Giles Kristina A, Hamdan Allen D, Pomposelli Frank B, Wyers Mark C, Siracuse Jeffrey J, Schermerhorn Marc L
Division of Vascular and Endovascular Surgery, Department of Surgery, Beth Israel Deaconess Medical Center, Boston, MA 02215, USA.
Ann Vasc Surg. 2010 Jan;24(1):48-56. doi: 10.1016/j.avsg.2009.05.003. Epub 2009 Jul 19.
Patients undergoing lower extremity bypass are at high risk for surgical site infections (SSI). We examined lower extremity bypasses by graft origin and body mass index (BMI) classification to analyze differences in postoperative mortality and SSI occurrence.
The 2005-2007 National Surgical Quality Improvement Program (NSQIP), a multi-institutional risk-adjusted database, was queried to compare perioperative mortality (30-day), overall morbidity, and SSIs after lower extremity arterial bypass for peripheral arterial disease. Bypass was stratified by graft origin as aortoiliac, femoral, or popliteal. Patient demographics, comorbidities, operative, and postoperative occurrences were analyzed.
There were 7,595 bypasses performed (1,596 aortoiliac, 5,483 femoral, and 516 popliteal). Mortality was similar regardless of bypass origin (2.8%, 2.4%, and 2.7%; p = 0.57). SSIs occurred in 11% of overall cases (10%, 11%, and 11%; p = 0.47). Graft failure was significantly associated with postoperative SSI occurrence (odds ratio [OR] = 2.4, 95% confidence interval [CI] 1.9-3.1, p < 0.001), as was postoperative sepsis (OR = 6.5, 95% CI 5.1-8.3, p < 0.001). Independent predictors of mortality were age, aortoiliac bypass origin, underweight, normal weight, morbid obesity (compared to overweight and obese), end-stage renal disease, poor preoperative functional status, preoperative sepsis, chronic obstructive pulmonary disease, hypoalbuminemia, and cardiac disease.
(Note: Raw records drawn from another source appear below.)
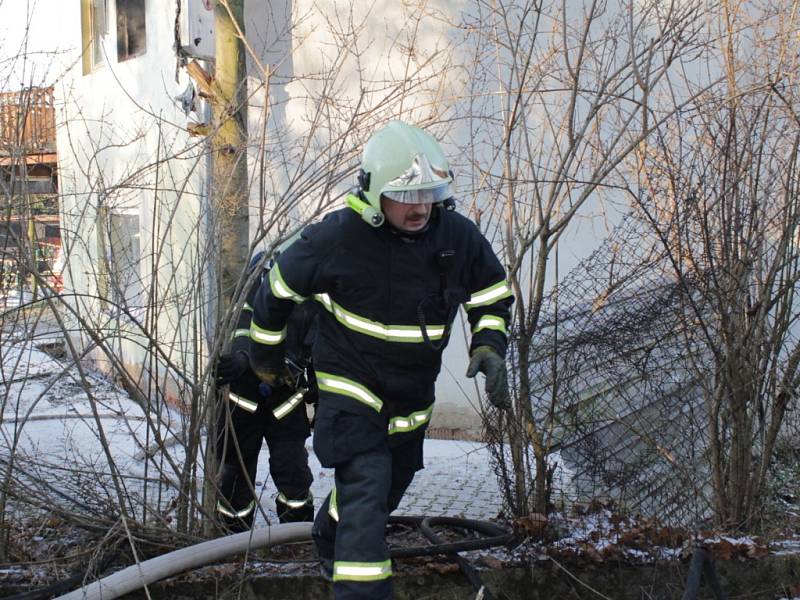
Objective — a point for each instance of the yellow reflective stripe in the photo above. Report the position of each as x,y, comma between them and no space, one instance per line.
347,387
390,333
361,571
288,406
491,322
411,422
489,295
279,287
243,402
333,509
240,333
236,514
265,336
294,503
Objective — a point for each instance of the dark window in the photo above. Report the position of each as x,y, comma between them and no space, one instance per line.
131,36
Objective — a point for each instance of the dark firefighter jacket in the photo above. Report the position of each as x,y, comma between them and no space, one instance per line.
388,302
245,392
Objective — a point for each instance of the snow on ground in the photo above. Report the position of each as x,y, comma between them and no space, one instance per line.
49,420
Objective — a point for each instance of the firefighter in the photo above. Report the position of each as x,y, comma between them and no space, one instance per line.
390,272
256,411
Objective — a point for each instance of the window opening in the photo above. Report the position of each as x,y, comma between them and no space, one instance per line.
131,36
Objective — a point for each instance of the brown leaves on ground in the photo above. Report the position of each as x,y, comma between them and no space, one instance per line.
533,526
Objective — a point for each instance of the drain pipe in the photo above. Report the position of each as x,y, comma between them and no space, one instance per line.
139,575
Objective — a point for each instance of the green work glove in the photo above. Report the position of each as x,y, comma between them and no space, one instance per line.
491,364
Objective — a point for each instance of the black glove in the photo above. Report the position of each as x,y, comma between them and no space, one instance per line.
269,365
491,364
231,367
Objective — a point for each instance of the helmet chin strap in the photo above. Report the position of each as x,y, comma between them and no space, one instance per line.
367,212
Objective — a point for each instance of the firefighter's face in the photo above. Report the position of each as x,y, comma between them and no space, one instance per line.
406,217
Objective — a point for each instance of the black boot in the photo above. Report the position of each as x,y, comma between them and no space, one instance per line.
295,511
234,521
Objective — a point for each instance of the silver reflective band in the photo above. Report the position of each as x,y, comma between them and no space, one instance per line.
294,503
489,295
236,514
288,406
240,333
361,571
279,287
333,510
411,422
265,336
390,333
243,402
347,387
491,322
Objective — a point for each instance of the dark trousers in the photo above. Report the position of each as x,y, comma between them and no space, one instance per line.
241,434
372,472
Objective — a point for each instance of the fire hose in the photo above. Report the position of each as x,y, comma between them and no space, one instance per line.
147,572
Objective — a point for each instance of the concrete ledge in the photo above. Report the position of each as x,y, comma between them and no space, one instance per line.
767,578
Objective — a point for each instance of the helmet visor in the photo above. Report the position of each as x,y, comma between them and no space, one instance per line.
426,196
421,183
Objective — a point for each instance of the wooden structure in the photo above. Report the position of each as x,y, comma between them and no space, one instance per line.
27,127
28,186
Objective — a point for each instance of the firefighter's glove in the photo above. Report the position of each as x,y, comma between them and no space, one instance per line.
270,370
492,365
231,367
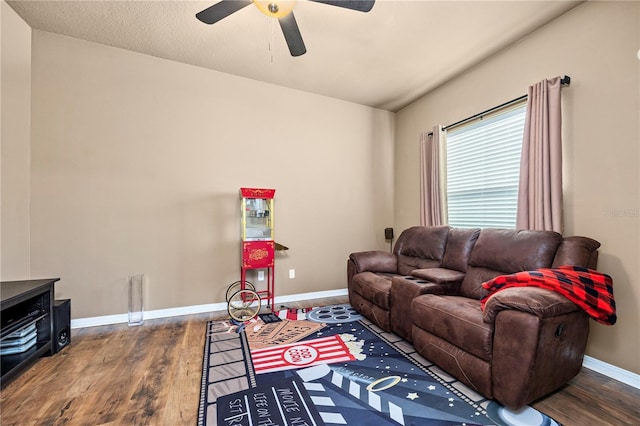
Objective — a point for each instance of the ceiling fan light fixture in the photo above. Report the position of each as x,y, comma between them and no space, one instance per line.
275,8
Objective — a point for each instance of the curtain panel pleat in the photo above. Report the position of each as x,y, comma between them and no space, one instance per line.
432,190
540,187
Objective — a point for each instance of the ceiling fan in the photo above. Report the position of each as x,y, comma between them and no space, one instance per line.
280,9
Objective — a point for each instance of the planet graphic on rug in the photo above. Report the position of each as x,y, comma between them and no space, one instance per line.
526,416
334,314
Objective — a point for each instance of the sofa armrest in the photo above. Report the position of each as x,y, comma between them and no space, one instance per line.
375,261
537,301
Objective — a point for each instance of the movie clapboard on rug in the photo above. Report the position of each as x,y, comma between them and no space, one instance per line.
330,366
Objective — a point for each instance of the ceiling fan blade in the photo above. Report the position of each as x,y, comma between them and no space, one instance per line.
292,35
221,10
359,5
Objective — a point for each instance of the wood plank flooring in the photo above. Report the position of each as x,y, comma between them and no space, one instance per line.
150,375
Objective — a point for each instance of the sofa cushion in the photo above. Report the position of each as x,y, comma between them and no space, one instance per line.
455,319
460,242
439,275
420,247
577,251
505,251
373,287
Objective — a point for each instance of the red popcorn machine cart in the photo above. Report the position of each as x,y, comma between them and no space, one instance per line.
258,245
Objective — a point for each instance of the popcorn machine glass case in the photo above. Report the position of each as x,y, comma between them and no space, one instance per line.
258,247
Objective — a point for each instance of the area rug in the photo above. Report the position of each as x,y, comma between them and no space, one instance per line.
330,366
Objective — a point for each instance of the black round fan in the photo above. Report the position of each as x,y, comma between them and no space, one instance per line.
283,11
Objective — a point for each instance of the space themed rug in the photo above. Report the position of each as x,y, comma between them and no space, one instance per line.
331,366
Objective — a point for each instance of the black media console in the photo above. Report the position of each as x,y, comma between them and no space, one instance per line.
26,324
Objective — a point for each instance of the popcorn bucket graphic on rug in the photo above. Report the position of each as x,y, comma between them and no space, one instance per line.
301,354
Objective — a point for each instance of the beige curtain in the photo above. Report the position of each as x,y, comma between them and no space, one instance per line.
432,189
540,190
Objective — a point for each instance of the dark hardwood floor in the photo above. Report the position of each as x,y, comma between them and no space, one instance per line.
150,375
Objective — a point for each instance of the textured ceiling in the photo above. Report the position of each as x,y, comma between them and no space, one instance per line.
385,58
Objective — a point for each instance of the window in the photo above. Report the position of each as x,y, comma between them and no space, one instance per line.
483,169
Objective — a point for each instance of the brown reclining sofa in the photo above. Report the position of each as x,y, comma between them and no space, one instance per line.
526,343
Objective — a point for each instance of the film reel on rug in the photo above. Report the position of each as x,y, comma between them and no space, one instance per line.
334,314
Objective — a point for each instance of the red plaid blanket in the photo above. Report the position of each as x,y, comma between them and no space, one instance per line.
591,290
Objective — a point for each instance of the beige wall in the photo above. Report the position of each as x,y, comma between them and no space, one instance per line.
15,112
595,44
137,164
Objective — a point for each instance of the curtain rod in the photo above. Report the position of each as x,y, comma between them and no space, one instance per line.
564,81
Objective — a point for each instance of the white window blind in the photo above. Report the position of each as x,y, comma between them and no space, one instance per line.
483,169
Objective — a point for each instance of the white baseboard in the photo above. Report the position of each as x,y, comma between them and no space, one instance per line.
196,309
616,373
596,365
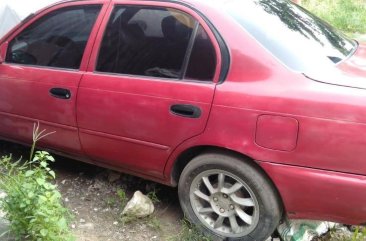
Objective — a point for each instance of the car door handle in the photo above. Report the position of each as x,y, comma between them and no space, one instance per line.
189,111
60,93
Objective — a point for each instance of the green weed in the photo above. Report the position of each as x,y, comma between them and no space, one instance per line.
346,15
32,204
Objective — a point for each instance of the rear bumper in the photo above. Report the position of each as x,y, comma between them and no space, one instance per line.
319,195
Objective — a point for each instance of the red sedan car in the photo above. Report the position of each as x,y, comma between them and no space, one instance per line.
255,109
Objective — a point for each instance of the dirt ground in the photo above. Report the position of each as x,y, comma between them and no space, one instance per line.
90,193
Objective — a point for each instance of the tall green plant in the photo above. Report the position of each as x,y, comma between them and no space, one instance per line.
32,204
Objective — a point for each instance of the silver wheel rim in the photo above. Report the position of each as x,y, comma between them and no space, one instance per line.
224,203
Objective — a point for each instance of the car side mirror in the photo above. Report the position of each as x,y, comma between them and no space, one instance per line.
3,49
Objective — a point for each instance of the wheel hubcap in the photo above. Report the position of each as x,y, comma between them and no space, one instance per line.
224,203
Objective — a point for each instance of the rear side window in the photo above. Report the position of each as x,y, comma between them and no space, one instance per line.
56,40
202,61
155,42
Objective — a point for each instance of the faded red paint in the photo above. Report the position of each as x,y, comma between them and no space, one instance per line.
318,165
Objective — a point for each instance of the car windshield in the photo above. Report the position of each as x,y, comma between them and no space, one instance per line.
296,37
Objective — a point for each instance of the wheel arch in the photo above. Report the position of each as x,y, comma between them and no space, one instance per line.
187,155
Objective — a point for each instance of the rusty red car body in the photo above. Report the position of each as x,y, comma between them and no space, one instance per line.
306,133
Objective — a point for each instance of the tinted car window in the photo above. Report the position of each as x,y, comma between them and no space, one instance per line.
202,61
146,41
56,40
299,39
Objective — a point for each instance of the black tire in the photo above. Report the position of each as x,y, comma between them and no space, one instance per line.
268,203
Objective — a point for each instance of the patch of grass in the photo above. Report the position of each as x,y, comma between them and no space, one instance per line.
337,234
346,15
153,222
33,204
189,232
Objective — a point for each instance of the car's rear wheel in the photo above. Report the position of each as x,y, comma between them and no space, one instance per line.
227,197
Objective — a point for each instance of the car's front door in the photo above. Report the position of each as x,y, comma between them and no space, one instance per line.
149,87
41,73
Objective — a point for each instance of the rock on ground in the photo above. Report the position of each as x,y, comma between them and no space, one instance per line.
139,206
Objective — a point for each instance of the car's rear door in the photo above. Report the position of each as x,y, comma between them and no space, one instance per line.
149,85
39,79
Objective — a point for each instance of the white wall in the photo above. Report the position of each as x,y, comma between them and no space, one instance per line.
13,11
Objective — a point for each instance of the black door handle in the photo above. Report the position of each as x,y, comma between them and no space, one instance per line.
60,93
189,111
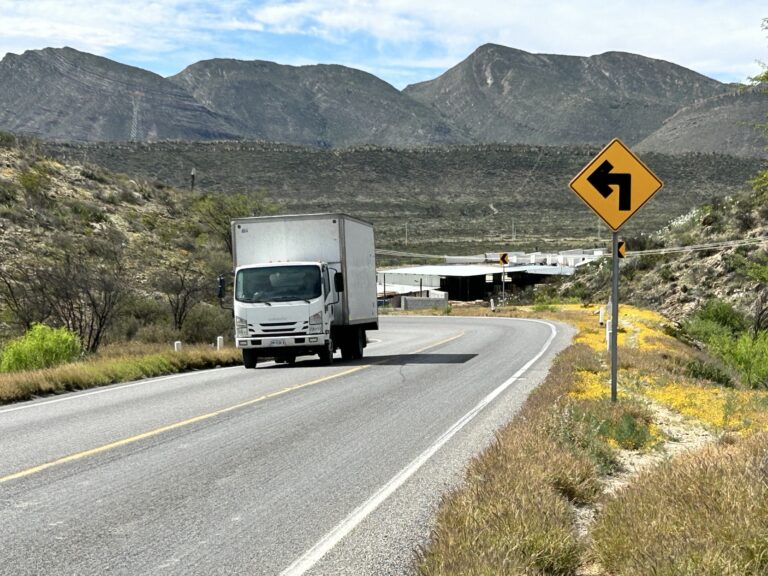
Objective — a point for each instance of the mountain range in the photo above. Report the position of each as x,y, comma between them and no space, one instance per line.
496,95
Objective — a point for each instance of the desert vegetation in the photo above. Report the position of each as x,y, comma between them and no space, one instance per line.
93,259
577,484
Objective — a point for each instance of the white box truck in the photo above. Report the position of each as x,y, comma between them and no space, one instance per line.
304,284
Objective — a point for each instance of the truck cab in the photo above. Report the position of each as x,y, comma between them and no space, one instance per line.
304,284
284,310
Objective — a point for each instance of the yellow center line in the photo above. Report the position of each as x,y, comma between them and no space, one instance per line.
202,417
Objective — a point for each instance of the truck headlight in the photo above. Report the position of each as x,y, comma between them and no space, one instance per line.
241,327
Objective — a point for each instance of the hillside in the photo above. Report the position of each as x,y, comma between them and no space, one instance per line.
107,255
320,105
496,95
459,199
64,94
676,284
715,124
501,94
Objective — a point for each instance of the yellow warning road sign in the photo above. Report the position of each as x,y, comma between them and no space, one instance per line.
615,184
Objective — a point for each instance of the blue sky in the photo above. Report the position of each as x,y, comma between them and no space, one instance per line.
400,41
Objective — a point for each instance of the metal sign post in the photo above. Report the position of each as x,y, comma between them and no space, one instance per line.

Independent predictors of SSI were obesity, diabetes, poor preoperative functional status, a history of smoking, and female gender.
SSIs occur frequently after lower extremity bypass regardless of bypass origin and are associated with early graft failure and sepsis. Obesity predicts postoperative SSI. Mortality risk was greatest in the underweight, followed by morbidly obese and normal-weight patients, while overweight and mild to moderate obesity were associated with the lowest mortality.
接受下肢搭桥手术的患者发生手术部位感染(SSI)的风险很高。我们通过移植物来源和体重指数(BMI)分类对下肢搭桥手术进行了研究,以分析术后死亡率和SSI发生率的差异。
查询2005 - 2007年国家外科质量改进计划(NSQIP)这一多机构风险调整数据库,比较因外周动脉疾病行下肢动脉搭桥术后的围手术期死亡率(30天)、总体发病率和SSI情况。搭桥手术按移植物来源分为腹主动脉 - 髂动脉、股动脉或腘动脉进行分层。对患者的人口统计学特征、合并症、手术情况及术后发生的情况进行了分析。
共进行了7595例搭桥手术(腹主动脉 - 髂动脉搭桥1596例、股动脉搭桥5483例、腘动脉搭桥516例)。无论搭桥手术的来源如何,死亡率相似(分别为2.8%、2.4%和2.7%;p = 0.57)。总体病例中11%发生了SSI(分别为10%、11%和11%;p = 0.47)。移植物失败与术后SSI的发生显著相关(比值比[OR]=2.4,95%置信区间[CI]为1.9 - 3.1,p < 0.001),术后脓毒症也是如此(OR = 6.5,95%CI为5.1 - 8.3,p < 0.001)。死亡率的独立预测因素包括年龄、腹主动脉 - 髂动脉搭桥来源、体重过轻、正常体重、病态肥胖(与超重和肥胖相比)、终末期肾病、术前功能状态差、术前脓毒症、慢性阻塞性肺疾病、低白蛋白血症和心脏病。SSI的独立预测因素包括肥胖、糖尿病、术前功能状态差、吸烟史和女性性别。
无论搭桥手术的来源如何,下肢搭桥术后SSI发生率都很高,且与早期移植物失败和脓毒症相关。肥胖是术后SSI的预测因素。体重过轻患者的死亡风险最高,其次是病态肥胖和正常体重患者,而超重和轻度至中度肥胖患者的死亡率最低。